For all of my lifetime, life at the Harpole household was on an “even keel.” (I refer to my adoptive parents, Obie and Mirl.) They were childless and it was something right out of the Andersen’s Fairy Tales to both of them and us when first I, and later my “sister” became part of the Harpole family. Hansel and Gretel didn’t have nothin’on us.

Life had its ups and downs like it still does, but we went from the crib, to the farm, to the school and back again. When Sis passed away, Obie and Mirl continued for the grandchildren and they had their ups and downs too. It was a good life for all by any standards.

Time and age affect all of us eventually. Diabetes spread through the family with its awful attendant complications, and Obie and Mirl weakened. The “boys” had school and jobs and were not there all the time. Daddy had leased the farm out in portions year by year. The cows were first to go. They required a lot of chasing and cussin’ which he was about past doin.’ He remarked that day that, “this is the first time I’ve been without a cow since 1926.” He was about six then.

I had finished a contract job which was finished ahead of schedule and provided me a significant bonus. It looked, on the whole, like a good time to return home, look at the situation, and take a break.

And I did. The camp on the Coldwater was snug, the fish were biting, the boys were growing into men, Daddy’s health was stable and his mind was sharp as ever. I was vacationing and catching fish one mile downriver from my childhood home. I was in my element.

Daddy was feeling good enough to put in a part of his days in the truck patch, which is farmin’ at its finest. Momma was getting around well enough to experiment on diabetic diets that were gradually becoming more palatable. The boys were maintaining jobs and scholastic achievements well above the acceptable minimum, and I was catching fish.

Wouldn’t you know it wouldn’t last? Well, it didn’t, and under the most ornery circumstances. I didn’t have a job and didn’t want one right then. I had made up my mind to spend some of my time in places where time was getting short.
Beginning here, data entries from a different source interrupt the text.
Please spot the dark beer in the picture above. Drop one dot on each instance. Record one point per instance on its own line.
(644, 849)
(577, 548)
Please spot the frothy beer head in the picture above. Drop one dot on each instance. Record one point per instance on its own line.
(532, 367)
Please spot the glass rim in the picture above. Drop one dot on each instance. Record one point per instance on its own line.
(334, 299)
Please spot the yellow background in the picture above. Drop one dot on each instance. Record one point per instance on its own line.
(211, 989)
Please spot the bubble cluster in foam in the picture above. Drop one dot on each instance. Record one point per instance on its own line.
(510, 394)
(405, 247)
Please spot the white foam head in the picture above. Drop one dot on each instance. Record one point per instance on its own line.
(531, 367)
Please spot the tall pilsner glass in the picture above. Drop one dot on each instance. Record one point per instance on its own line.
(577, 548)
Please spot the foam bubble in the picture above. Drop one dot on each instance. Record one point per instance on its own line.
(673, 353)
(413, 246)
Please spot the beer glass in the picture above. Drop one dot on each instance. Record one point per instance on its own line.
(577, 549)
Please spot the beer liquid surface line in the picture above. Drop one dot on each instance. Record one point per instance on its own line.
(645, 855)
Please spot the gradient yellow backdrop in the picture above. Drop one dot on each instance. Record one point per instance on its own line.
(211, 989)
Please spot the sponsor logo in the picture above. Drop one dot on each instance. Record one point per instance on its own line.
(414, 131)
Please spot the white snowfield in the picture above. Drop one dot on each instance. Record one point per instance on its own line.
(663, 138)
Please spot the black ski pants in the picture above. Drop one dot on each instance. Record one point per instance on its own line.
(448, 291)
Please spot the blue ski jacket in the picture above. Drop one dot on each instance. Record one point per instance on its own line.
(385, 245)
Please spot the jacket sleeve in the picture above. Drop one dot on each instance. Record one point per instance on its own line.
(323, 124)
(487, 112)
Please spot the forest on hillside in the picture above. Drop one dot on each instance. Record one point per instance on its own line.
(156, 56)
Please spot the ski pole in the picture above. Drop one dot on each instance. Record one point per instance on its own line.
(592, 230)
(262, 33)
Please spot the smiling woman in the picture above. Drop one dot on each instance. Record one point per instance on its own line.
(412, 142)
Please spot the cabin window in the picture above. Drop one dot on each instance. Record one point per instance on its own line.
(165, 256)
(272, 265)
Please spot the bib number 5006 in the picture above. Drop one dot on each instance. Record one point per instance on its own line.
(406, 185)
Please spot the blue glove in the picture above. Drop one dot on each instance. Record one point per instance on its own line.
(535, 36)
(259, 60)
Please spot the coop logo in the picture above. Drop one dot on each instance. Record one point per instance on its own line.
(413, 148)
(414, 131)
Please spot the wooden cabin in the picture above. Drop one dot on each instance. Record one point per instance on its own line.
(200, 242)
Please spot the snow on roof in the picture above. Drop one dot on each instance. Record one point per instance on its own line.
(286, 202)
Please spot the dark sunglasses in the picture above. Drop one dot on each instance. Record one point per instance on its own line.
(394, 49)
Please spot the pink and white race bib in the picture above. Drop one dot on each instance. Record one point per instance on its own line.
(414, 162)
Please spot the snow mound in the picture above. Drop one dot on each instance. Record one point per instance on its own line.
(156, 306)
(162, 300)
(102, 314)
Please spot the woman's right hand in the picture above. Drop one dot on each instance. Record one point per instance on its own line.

My employers knew this, as did my friends and certain concerned family members. Well, a certain unscrupulous acquaintance of mine — knowing that I was temporarily forsaking the job market, and by choice, no less — recommended my services to a fabrication shop in Tunica, That scoundrel, knowing that in a heartbeat I would have told them to take that job and shove it, he committed the cardinal sin.

Yes, people, he went over my head. He ambushed my Daddy in the truck patch one afternoon and after a pleasant conversation about weather and politics and general family health, he asked him if I could use a job. Yessir, cut me plumb out of the decision making process.

I came in from the catfish honey hole down below Moccassin Bend and was told by my Daddy that I had a job interview at 6:45 a.m. the next morning in Tunica. Never mind that the honey hole was producing an average of two pounds per hook, per day. I had to go to work.

Well, I was kind of glad in a way because it verified that he was feeling well enough to continue to instill the work ethic in his sometime wayward son. And besides, I had already decided that I would overrate the value of my services right off the bat to the extent that the company owners would throw me right out the front door.

That didn’t work. They hired me anyway. It took me almost a year to get back to that trotline, and I am glad to be able to say we were better for it for several seasons in the “truck patch.”